US-Präsident Donald Trump hat Kristi Noem in eine neue Rolle berufen, in der sie als Sondergesandte fungieren wird, nachdem er sie aus der obersten Position des Heimatschutzministeriums entlassen hatte.
Trump kündigte an, dass Noem der Sondergesandte seiner „Shield of the Americas“-Initiative sein wird. Bei einer Veranstaltung in Nashville sagte Noem, dass sie am ersten „Shield“-Gipfel teilnehmen werde, bei dem Trump voraussichtlich mit Führungspersönlichkeiten aus elf lateinamerikanischen Ländern zusammentreffen werde.
Was ist der „Schild Amerikas“?
„Shield of the Americas“ ist eine neue Sicherheitsinitiative der Trump-Regierung, die sich auf die westliche Hemisphäre konzentriert und auf die Bekämpfung des Drogenhandels, transnationaler krimineller Netzwerke und illegaler Migration abzielt.

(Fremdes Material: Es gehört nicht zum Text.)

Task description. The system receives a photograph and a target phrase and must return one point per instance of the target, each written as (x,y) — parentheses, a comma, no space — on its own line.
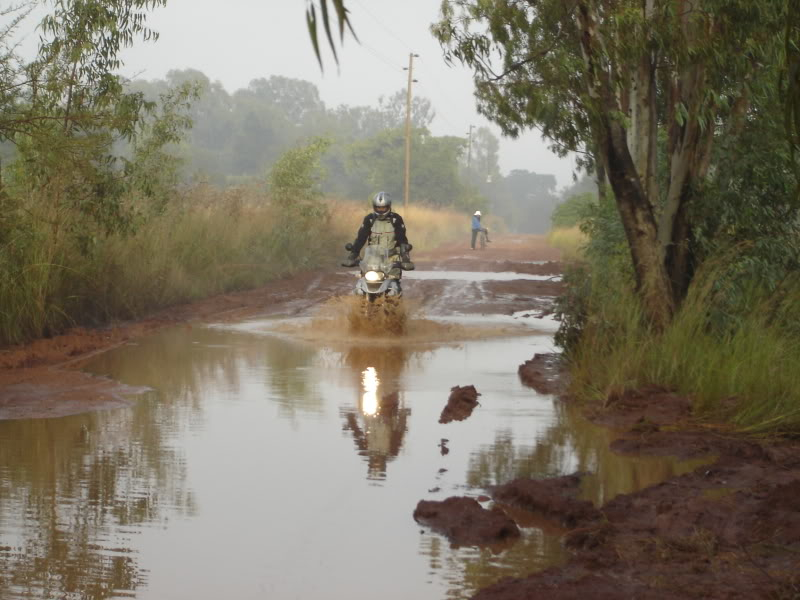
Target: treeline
(235,137)
(97,221)
(687,115)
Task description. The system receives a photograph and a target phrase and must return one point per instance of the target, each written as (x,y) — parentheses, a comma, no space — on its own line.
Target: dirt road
(729,529)
(40,379)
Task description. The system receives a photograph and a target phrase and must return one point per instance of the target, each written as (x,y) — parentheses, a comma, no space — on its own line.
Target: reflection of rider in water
(380,421)
(385,229)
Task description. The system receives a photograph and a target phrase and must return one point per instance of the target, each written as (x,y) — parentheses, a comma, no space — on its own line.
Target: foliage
(294,183)
(748,373)
(631,86)
(572,211)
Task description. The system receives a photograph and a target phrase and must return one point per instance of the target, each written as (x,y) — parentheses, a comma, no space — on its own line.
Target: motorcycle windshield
(375,259)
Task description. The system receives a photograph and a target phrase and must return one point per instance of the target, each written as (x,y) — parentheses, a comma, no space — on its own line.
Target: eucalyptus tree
(635,83)
(65,110)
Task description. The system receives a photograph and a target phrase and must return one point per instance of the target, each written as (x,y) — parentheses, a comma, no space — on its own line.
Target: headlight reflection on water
(370,384)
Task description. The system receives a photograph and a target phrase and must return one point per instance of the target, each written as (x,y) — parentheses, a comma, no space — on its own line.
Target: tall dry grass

Zu Trumps „Shield“-Gipfel an diesem Wochenende in seinem Golfclub in Doral, Florida, werden nach Angaben des Weißen Hauses voraussichtlich Staats- und Regierungschefs aus Argentinien, Bolivien, Chile, Costa Rica, der Dominikanischen Republik, Ecuador, El Salvador, Honduras, Panama, Paraguay sowie Trinidad und Tobago zusammenkommen.
Warum wurde Noem gefeuert?
Noems Amtszeit als DHS-Chef war von Kontroversen geprägt. Medienberichten zufolge war Trump mit Noems Umgang mit der jüngsten groß angelegten Operation gegen illegale Migranten in Minnesota nicht zufrieden.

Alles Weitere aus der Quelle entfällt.